Ser terapeuta rogeriano, psicanalista, cognitivista, gestaltista, culturalista, condutista, reichiano, jungiano, analista transacional, etc., etc. não significa nada se eles forem bons profissionais. Sendo assim, usarão seus métodos e técnicas visando, sempre, o melhor para seu cliente.

 Costumava dizer, quando eu era supervisor no Hospital de Jurujuba: “Cada terapeuta tem o cliente que merece. Cada cliente tem o terapeuta que merece”. Algumas pessoas não entendiam bem isso e pensavam que eu estava criticando ou desqualificando um dos dois: o cliente ou o terapeuta. Nada disso. Queria apenas assinalar, com essa afirmação, o fato de que algumas pessoas (clientes e terapeutas) se identificam com algumas orientações teóricas, ou seja, umas se sentem mais à vontade para discutir suas dificuldades com um psicanalista ortodoxo, outras, com hipnoterapeutas, outras com terapeutas humanistas-existenciais, e assim por diante.

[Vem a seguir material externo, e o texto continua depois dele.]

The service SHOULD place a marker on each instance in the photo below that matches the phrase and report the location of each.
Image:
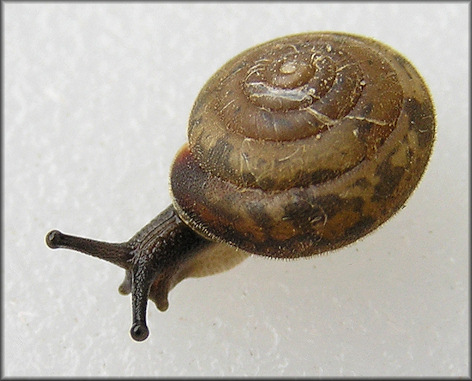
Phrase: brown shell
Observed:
(304, 144)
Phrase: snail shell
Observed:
(297, 146)
(303, 144)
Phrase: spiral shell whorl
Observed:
(304, 144)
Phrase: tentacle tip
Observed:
(139, 331)
(54, 239)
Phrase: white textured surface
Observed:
(97, 98)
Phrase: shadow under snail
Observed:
(297, 146)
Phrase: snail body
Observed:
(296, 147)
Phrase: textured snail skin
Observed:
(296, 147)
(303, 145)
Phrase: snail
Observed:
(296, 147)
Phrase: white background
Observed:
(96, 103)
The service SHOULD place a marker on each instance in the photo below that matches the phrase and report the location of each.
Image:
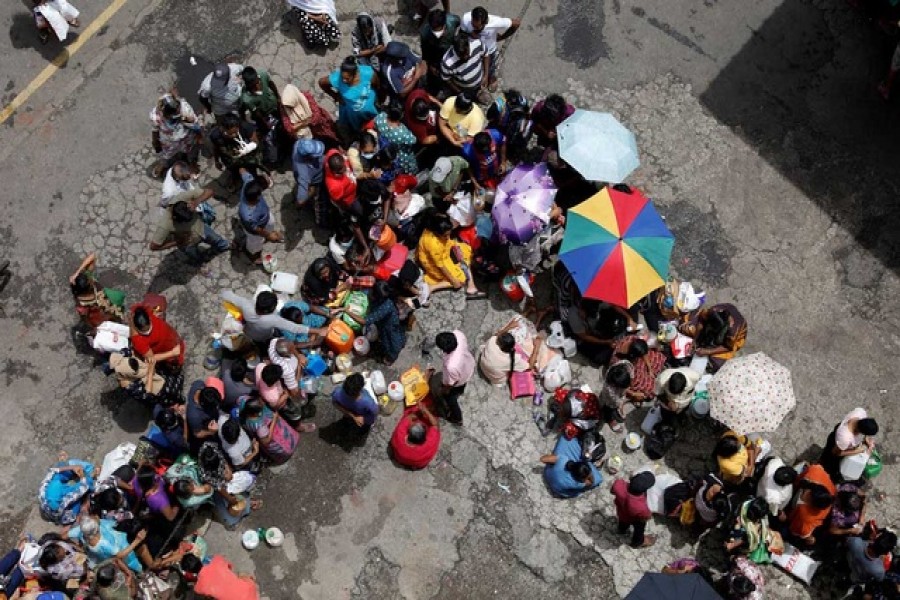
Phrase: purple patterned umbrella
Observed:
(522, 203)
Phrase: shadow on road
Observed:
(802, 92)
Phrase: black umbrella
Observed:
(660, 586)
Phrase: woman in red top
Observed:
(154, 340)
(417, 438)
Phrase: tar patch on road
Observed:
(579, 32)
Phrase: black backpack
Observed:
(659, 441)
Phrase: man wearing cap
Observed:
(401, 70)
(460, 119)
(308, 160)
(446, 176)
(632, 510)
(220, 92)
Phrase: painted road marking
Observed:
(61, 59)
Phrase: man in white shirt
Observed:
(490, 29)
(776, 486)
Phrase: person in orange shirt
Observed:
(817, 493)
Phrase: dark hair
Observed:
(209, 398)
(416, 434)
(554, 108)
(885, 542)
(463, 102)
(437, 19)
(105, 575)
(350, 65)
(238, 369)
(446, 341)
(266, 303)
(141, 318)
(183, 488)
(253, 191)
(420, 109)
(820, 497)
(230, 121)
(482, 141)
(231, 431)
(784, 476)
(637, 348)
(271, 374)
(365, 22)
(182, 213)
(191, 564)
(394, 110)
(146, 476)
(868, 426)
(250, 76)
(166, 419)
(757, 509)
(354, 385)
(677, 382)
(727, 446)
(81, 285)
(578, 469)
(618, 376)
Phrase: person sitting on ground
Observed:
(217, 579)
(853, 435)
(261, 322)
(632, 510)
(674, 389)
(416, 438)
(866, 557)
(566, 472)
(503, 354)
(154, 340)
(813, 504)
(719, 332)
(181, 226)
(736, 456)
(446, 262)
(255, 216)
(776, 486)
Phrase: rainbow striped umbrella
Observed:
(617, 247)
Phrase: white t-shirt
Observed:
(846, 439)
(173, 187)
(239, 451)
(776, 496)
(495, 26)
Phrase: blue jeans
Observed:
(216, 242)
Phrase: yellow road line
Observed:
(61, 59)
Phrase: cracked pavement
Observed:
(778, 205)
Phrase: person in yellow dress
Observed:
(444, 260)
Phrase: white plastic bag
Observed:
(115, 458)
(111, 337)
(796, 563)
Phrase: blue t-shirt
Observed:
(255, 216)
(365, 407)
(560, 481)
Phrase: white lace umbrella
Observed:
(751, 394)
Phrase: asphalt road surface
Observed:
(762, 141)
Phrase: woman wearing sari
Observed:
(318, 22)
(718, 331)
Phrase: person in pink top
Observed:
(458, 369)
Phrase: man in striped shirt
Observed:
(462, 67)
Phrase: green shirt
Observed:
(264, 101)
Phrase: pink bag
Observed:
(521, 384)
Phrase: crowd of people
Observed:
(402, 180)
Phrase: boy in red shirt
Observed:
(632, 509)
(416, 438)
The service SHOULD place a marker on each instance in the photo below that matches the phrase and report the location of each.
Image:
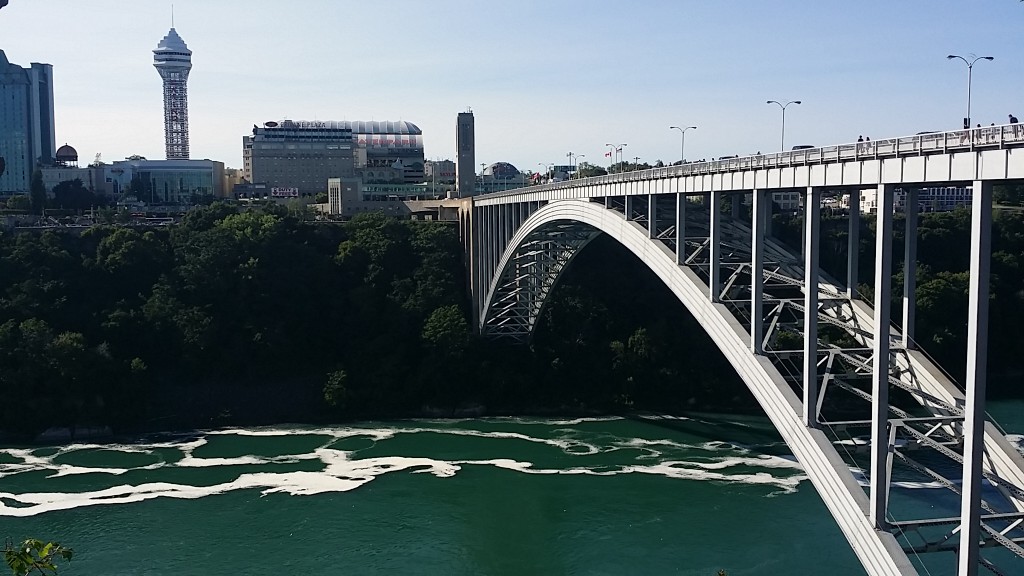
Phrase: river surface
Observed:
(493, 496)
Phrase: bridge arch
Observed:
(544, 246)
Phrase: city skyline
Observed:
(542, 79)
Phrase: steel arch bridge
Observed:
(910, 422)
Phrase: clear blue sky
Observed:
(543, 77)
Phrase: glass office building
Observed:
(170, 181)
(27, 135)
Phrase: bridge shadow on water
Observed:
(755, 434)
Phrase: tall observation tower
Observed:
(173, 60)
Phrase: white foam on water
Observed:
(342, 474)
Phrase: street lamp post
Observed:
(577, 170)
(782, 106)
(970, 69)
(682, 140)
(547, 169)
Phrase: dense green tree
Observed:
(36, 557)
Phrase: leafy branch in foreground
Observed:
(35, 557)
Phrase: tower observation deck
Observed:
(173, 60)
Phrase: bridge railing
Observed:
(985, 137)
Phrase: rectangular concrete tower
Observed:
(466, 151)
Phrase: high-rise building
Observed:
(173, 60)
(466, 155)
(27, 135)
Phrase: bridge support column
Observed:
(651, 215)
(853, 246)
(977, 356)
(812, 217)
(680, 228)
(715, 248)
(909, 266)
(760, 200)
(881, 452)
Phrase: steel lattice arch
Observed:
(862, 407)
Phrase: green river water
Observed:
(502, 496)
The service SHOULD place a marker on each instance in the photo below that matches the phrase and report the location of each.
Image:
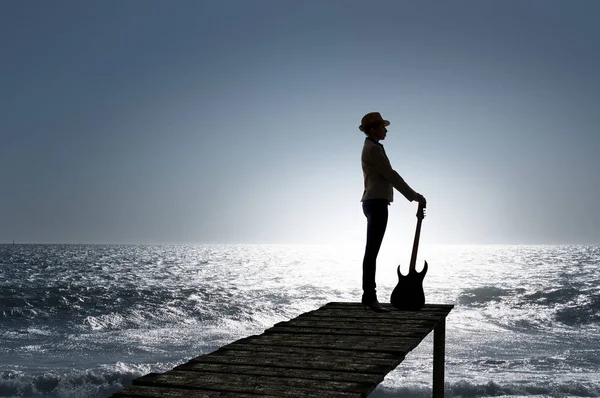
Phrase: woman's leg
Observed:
(376, 212)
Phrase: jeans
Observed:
(376, 211)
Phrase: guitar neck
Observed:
(413, 257)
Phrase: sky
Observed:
(146, 121)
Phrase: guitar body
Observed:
(408, 294)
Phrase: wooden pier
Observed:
(339, 350)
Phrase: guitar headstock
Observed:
(421, 211)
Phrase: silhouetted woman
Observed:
(380, 181)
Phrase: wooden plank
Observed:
(268, 385)
(349, 355)
(439, 342)
(427, 307)
(328, 375)
(419, 333)
(167, 392)
(364, 315)
(357, 343)
(330, 361)
(368, 322)
(337, 323)
(338, 351)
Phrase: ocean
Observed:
(85, 320)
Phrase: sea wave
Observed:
(101, 384)
(98, 383)
(570, 306)
(468, 389)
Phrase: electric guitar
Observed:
(408, 294)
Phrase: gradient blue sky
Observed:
(236, 121)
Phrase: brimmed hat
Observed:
(370, 119)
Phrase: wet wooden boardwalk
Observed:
(339, 350)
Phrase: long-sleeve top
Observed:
(380, 178)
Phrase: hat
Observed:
(370, 119)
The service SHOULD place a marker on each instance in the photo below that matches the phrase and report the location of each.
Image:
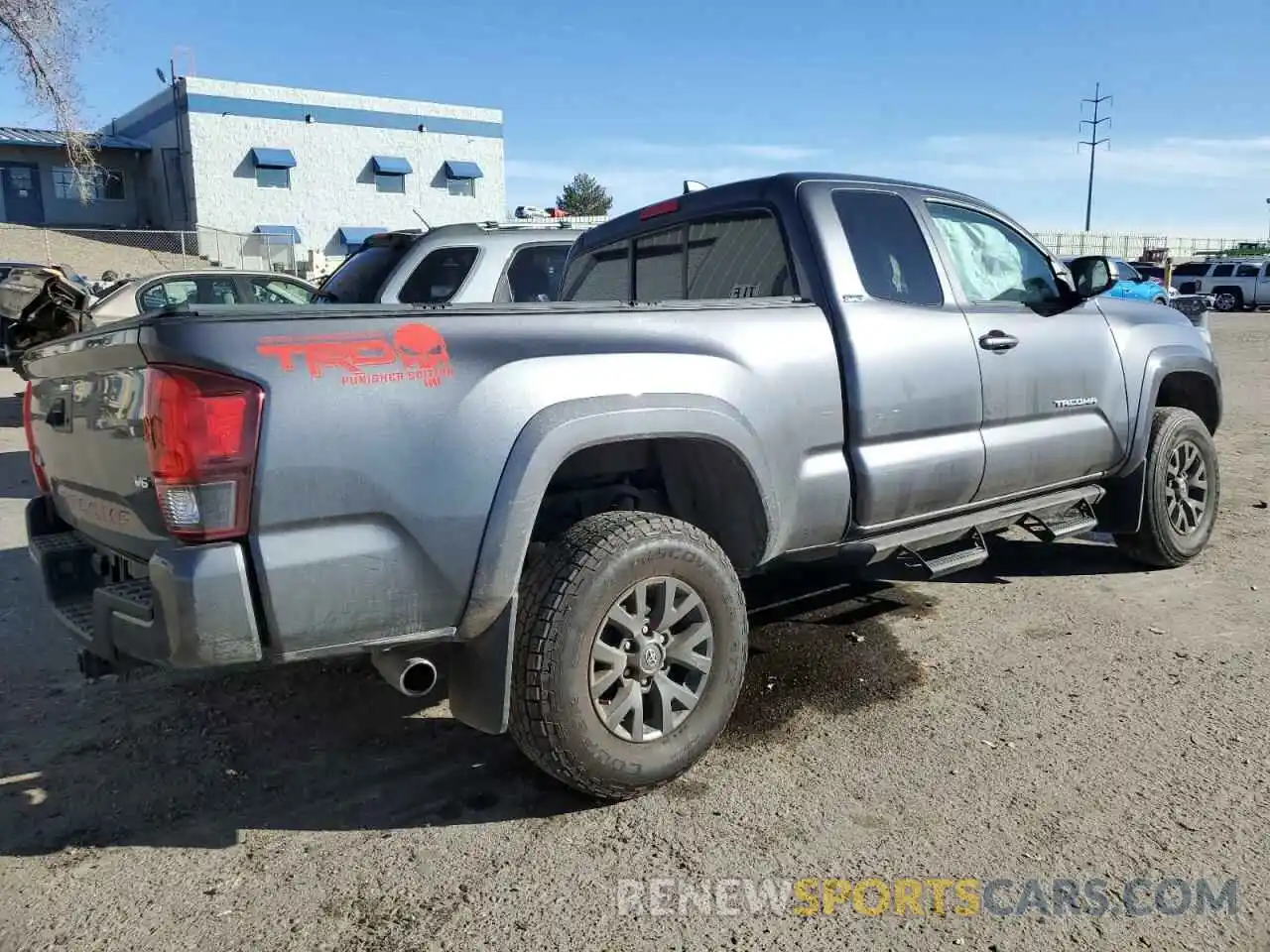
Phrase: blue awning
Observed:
(390, 166)
(356, 236)
(273, 158)
(462, 171)
(278, 234)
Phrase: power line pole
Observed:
(1093, 143)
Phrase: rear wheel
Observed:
(1183, 488)
(631, 645)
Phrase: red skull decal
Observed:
(422, 348)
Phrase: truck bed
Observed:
(385, 434)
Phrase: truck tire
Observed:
(1227, 298)
(602, 701)
(1182, 494)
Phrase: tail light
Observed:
(202, 430)
(37, 463)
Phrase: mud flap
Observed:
(480, 675)
(1119, 512)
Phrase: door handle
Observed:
(998, 340)
(56, 416)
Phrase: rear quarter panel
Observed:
(373, 490)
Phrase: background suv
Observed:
(1133, 285)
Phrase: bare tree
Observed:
(44, 40)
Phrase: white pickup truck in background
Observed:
(477, 263)
(1234, 285)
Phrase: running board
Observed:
(1049, 529)
(962, 527)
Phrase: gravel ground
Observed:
(1057, 715)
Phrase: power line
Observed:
(1093, 143)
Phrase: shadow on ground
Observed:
(169, 761)
(175, 761)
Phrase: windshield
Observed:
(362, 275)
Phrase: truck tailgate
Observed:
(86, 428)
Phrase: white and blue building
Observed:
(316, 169)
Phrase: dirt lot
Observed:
(1057, 716)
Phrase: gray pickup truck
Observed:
(558, 500)
(458, 264)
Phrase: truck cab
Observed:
(476, 263)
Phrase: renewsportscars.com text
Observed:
(933, 895)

Alguns profissionais encontram dificuldades para ajudar alguns clientes, pois seus métodos não são bem aceitos por eles. O que isso significa? Apenas que não há uma metodologia ou teoria psicoterápica que consiga dar conta de todos os tipos de clientes.

Não é de se estranhar que inúmeras formas de terapia continuem existindo, há tanto tempo, com reconhecido sucesso.

Também não é incomum que clientes circulem em vários consultórios, de bons terapeutas, até encontrar aquele com o qual construirá sua melhora psicológica tão desejada.

Considero de grande importância para os estudantes que pretendam dedicar-se à Clínica Psicológica que busquem, com afinco, aquela orientação teórica que mais se afine com seu modo de ser, de pensar e de agir. Não forcem caminhos para isso. Procurem conhecer as diversas teorias, da maneira mais profunda possível, inclusive, se houver chance, vivenciem seus métodos.

Um psicoterapeuta identificado com seu modo de trabalhar tem muito mais chance de desenvolver uma boa ajuda profissional, ser uma pessoa “inteira”, congruente, sensível e, provavelmente, estará em condições de ajudar seu cliente a alcançar um estágio melhor no seu desenvolvimento como ser humano.